The research by Cardiff University suggests special licences for motorists 19 and under would save 200 lives a year and lead to 1,700 fewer serious injuries on roads. Of course, any idea that saves lives on this scale is entirely laudable – but you have to wonder if these researchers locked away in the rarefied atmosphere of academia’s ivory towers have a grasp on reality.
Let’s limit the time young drivers spend on the road at night, they say. Great – explain to me just how you maintain a curfew on drivers. Let’s take a youngster who works shifts and needs a car to keep a job. Surely researchers are not suggesting that these youngsters should stay at home rather than work because the likelihood is lives will be saved.
Perhaps they just mean limiting night driving to less responsible drivers. Just let me know how you differentiate between responsible and irresponsible.
Then they suggest younger drivers should have an older chaperone. Another barmy idea. Do they really think mum or dad has the time and inclination to escort their kids every time they want to go out in the evening?

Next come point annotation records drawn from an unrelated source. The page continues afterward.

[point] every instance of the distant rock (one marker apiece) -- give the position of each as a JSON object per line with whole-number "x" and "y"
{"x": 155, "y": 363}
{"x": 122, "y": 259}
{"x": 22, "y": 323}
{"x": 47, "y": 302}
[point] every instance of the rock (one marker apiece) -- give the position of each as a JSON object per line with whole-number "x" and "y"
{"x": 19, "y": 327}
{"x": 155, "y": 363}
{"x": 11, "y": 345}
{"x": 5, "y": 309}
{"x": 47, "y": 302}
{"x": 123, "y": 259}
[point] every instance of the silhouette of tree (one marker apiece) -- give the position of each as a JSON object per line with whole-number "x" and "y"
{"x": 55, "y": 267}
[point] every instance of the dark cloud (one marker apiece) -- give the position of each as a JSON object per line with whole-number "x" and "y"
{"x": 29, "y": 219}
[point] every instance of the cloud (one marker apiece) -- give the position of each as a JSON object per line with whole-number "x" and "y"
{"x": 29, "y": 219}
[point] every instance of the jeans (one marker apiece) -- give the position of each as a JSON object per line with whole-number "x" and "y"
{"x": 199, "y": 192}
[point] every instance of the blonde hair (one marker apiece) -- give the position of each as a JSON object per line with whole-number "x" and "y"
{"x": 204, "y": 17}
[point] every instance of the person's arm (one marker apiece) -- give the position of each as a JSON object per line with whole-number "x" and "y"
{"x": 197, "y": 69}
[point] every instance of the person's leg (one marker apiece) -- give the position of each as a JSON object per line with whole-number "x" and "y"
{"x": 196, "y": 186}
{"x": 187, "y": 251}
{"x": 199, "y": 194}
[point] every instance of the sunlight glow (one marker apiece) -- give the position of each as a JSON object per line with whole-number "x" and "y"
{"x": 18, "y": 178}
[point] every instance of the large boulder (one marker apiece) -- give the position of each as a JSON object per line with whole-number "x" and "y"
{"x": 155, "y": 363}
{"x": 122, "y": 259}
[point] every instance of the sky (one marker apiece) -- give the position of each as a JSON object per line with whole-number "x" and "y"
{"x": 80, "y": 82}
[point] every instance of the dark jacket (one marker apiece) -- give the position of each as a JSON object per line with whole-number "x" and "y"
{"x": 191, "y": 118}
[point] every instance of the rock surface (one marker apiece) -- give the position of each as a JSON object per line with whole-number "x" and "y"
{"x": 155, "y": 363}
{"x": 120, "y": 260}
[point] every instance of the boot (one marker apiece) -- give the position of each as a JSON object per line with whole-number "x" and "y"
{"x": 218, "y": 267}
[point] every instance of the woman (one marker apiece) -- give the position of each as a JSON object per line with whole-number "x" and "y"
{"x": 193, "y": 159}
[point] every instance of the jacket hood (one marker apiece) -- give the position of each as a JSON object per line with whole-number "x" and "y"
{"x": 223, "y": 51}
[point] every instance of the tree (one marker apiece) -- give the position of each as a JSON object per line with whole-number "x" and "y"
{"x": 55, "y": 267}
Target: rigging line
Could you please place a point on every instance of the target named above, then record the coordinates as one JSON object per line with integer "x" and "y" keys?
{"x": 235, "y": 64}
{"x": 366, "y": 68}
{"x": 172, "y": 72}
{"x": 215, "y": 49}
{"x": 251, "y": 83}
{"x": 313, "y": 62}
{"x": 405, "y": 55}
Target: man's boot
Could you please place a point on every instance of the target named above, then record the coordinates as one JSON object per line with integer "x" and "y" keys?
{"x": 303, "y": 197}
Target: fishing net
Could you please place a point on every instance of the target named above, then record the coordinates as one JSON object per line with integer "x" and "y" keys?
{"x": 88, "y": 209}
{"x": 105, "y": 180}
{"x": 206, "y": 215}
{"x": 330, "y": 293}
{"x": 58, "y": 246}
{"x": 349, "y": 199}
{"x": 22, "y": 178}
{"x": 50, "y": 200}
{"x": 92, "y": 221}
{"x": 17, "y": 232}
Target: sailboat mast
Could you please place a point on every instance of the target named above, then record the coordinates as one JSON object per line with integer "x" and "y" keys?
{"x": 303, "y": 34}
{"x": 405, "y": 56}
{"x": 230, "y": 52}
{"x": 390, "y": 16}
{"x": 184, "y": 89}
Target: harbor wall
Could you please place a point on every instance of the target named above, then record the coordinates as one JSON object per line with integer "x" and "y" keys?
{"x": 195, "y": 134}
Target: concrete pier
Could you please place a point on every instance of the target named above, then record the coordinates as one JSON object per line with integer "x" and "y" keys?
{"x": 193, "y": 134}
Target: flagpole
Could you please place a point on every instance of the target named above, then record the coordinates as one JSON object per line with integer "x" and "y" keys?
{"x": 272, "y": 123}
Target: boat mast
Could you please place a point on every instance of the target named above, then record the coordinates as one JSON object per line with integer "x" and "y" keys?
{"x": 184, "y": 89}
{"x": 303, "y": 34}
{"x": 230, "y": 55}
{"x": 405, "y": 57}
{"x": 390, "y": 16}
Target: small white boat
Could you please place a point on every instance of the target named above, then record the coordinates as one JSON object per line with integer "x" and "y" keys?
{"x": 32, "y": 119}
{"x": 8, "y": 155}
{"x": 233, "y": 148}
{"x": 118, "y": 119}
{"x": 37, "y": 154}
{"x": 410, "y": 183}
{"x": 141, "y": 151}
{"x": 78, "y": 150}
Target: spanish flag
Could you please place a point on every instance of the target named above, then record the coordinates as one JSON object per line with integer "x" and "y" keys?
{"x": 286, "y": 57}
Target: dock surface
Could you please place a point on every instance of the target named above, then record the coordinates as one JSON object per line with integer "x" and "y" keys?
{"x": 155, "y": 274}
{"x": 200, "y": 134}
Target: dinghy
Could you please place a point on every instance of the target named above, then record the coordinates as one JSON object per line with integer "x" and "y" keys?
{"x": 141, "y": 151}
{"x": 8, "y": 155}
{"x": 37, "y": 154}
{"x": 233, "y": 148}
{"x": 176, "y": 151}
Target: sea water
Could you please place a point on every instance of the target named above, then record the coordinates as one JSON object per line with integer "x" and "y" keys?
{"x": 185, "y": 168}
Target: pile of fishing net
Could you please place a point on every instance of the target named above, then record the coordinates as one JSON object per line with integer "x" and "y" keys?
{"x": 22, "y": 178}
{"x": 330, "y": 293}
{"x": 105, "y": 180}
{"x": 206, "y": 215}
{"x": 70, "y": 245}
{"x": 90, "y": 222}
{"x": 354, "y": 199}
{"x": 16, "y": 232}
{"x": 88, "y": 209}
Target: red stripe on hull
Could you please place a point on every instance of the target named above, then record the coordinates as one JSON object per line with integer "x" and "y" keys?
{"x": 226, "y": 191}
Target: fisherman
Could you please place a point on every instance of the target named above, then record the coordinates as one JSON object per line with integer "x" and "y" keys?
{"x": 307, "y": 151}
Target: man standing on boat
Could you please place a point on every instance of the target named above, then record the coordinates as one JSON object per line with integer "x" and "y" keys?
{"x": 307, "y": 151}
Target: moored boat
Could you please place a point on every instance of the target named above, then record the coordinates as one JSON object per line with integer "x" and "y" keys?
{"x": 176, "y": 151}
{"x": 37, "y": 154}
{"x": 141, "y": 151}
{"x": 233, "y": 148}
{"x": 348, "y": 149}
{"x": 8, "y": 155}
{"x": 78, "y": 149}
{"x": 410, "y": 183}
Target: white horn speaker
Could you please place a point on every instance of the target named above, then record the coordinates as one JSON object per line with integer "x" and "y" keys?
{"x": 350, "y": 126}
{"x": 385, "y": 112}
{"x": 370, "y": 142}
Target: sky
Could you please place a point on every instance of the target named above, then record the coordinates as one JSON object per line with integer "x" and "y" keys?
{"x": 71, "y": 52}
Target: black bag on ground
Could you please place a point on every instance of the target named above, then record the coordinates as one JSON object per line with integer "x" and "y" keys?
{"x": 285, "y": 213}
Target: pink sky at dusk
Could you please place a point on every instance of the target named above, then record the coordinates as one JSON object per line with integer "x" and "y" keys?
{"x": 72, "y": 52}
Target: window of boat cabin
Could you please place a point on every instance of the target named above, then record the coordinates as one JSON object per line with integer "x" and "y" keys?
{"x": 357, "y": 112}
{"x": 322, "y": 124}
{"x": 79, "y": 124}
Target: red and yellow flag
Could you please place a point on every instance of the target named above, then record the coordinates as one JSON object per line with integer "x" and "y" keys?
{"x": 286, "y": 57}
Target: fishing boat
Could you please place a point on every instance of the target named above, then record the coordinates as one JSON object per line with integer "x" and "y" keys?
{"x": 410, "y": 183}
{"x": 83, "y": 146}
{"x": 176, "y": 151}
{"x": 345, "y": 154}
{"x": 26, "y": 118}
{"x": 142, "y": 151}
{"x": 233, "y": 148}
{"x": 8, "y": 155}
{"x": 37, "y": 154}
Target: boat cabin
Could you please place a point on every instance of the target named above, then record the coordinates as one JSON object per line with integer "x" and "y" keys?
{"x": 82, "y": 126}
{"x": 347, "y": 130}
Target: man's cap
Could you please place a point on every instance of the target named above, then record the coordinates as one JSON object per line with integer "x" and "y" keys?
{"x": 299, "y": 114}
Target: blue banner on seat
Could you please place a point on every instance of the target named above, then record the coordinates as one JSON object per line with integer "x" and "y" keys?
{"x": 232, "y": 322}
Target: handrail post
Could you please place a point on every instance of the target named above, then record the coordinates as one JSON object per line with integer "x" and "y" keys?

If I remember correctly, not having to taxi the kids is one of the main reasons parents encourage children to drive.
I’m not the only one who thinks a graduated driving licence scheme for youngsters is bonkers.
“While it may be good news for the industry that the issues facing younger drivers are firmly on the agenda, can this scheme actually be enforced properly and will it significantly reduce the risk of crashes?” said Steve Sweeney, head of car insurance at moneysupermarket.com.
“Enforcing this system will be incredibly hard to do in practice and I don’t believe it will actually keep young motorists off the roads and sticking to the rules.
“Young or newly qualified drivers are more at risk than experienced drivers whenever they get in the car, no matter whether it is night or day, and reducing the amount of time they are able to spend in their car will surely hinder their chances of gaining necessary experience on the road.”
Helping youngsters find cheaper car insurance while staying safe behind the wheel are excellent aims – but the graduated licence does not seem the best way of achieving them.
Of course I’m being slightly obtuse (I’m not called ‘The Devil’s Advocate’ for nothing!), but I think it’s important to highlight the fact that we are living in the real world. Fortunately there are some more workable solutions out there – offering serious financial incentives for new drivers looking for car insurance – by using GPS technology to track drivers movements. Now that’s sensible thinking.